A análise do banco de dados por freguesia mostra que a freguesia da

Nossa Senhora da Madre de Deus de Porto Alegre é a que possui o conjunto

de dados mais robusto, reunindo entre batizados e óbitos (de livres e escravos)

65.617 registros cadastrados.

As potencialidades de exploração dos dados inseridos no NACAOB são

enormes e aumentam na medida em que as séries sejam mais completas e

sem lacunas ao longo do tempo, como se vê pelo caso da Madre de Deus de

Porto Alegre, que reúne registros indexados entre 1772 (criação da freguesia)

até 1872 (ano do primeiro recenseamento geral da população brasileira).

De outra parte, aqui cabe lembrar mais uma potencialidade do NACAOB,

que permite comparar os dados que foram transcritos e inseridos na plataforma

digital e confrontá-los com a imagem do documento original (se estiver

disponível). O acoplamento pode ser feito através de link com as imagens

digitalizadas pelos pesquisadores e/ou disponíveis através, por exemplo, do

site “Family Search”, mantido pela Igreja de Jesus Cristo dos Santos dos

Últimos Dias (mais conhecida como Mórmon).
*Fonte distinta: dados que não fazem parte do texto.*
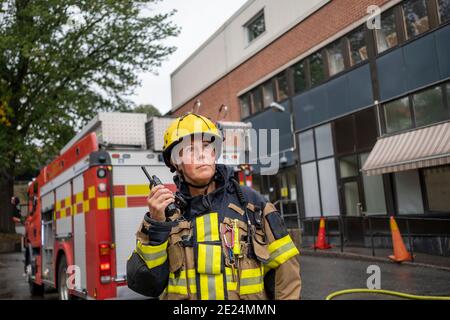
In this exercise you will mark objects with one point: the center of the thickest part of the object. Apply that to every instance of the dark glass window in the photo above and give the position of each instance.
(245, 105)
(358, 47)
(324, 141)
(257, 99)
(282, 86)
(366, 129)
(256, 27)
(397, 115)
(316, 68)
(429, 107)
(344, 135)
(437, 184)
(448, 94)
(299, 74)
(415, 17)
(307, 152)
(387, 36)
(349, 166)
(444, 10)
(268, 93)
(335, 52)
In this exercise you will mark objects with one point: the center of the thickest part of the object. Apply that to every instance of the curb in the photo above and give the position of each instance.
(355, 256)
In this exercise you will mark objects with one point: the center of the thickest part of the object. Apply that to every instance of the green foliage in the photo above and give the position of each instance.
(62, 61)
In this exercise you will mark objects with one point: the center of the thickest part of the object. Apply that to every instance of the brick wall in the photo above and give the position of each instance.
(318, 27)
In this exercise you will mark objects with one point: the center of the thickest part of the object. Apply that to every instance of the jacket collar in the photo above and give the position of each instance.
(204, 203)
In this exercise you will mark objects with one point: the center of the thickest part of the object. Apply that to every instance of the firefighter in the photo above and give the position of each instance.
(229, 242)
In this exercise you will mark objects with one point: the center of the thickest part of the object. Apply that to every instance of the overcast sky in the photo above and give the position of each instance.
(198, 20)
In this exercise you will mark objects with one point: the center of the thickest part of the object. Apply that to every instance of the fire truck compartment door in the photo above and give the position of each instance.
(131, 189)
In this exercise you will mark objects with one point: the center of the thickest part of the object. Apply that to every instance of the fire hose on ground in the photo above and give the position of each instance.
(385, 292)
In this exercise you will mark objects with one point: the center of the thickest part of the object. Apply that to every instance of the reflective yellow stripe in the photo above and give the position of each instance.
(251, 281)
(211, 287)
(179, 285)
(209, 258)
(79, 197)
(153, 256)
(137, 189)
(207, 227)
(280, 251)
(103, 203)
(91, 192)
(192, 279)
(86, 206)
(231, 285)
(120, 202)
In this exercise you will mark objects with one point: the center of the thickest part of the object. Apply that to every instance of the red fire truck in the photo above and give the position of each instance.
(86, 205)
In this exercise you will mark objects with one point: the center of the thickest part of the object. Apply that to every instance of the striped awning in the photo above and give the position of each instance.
(421, 148)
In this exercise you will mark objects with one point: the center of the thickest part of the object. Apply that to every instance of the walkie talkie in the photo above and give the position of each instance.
(171, 209)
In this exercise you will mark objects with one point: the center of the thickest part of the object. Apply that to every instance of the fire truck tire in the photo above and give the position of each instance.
(36, 290)
(63, 290)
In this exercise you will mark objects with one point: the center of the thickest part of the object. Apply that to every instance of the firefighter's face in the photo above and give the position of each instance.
(197, 160)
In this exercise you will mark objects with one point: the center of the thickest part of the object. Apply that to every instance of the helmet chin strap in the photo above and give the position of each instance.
(195, 186)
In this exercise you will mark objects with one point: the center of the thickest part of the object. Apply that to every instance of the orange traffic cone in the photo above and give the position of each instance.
(400, 252)
(321, 242)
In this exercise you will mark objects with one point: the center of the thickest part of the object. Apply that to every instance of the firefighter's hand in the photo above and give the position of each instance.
(160, 197)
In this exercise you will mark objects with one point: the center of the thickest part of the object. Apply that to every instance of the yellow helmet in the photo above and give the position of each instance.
(188, 125)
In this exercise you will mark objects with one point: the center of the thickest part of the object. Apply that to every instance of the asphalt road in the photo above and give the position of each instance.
(320, 277)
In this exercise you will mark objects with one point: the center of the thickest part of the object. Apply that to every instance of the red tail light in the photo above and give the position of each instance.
(105, 263)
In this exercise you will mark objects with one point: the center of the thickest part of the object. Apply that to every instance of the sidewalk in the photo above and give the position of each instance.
(381, 255)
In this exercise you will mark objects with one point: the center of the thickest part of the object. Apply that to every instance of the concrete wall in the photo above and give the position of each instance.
(326, 24)
(229, 46)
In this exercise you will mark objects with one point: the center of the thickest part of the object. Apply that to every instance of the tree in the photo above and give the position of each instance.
(62, 61)
(148, 109)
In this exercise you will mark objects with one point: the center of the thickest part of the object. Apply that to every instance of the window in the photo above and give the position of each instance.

Claro está que há limitações na utilização do NACAOB, uma delas, de

ordem técnica, uma vez que o programa só funciona com acesso à internet e

no sistema operacional Windows XP ou superior (inclusive Windows 10) com o

Microsoft.NET Framework 3.5 instalado. Também é necessário lembrar que a

intervenção do administrador do NACAOB na inclusão de novas freguesias e

usuários (bolsistas e/ou pesquisadores) para utilizarem a ferramenta é requisito

essencial para acessar o banco de dados. Para mais, atualmente ainda não

está disponível a possibilidade de efetuar extrações diretas do banco de dados,

que está hospedado em um provedor comercial e, por isso requer que o

administrador disponibilize as extrações de dados atualizadas para os

respectivos pesquisadores. As atualizações são feitas periodicamente, ou sob

a demanda dos interessados.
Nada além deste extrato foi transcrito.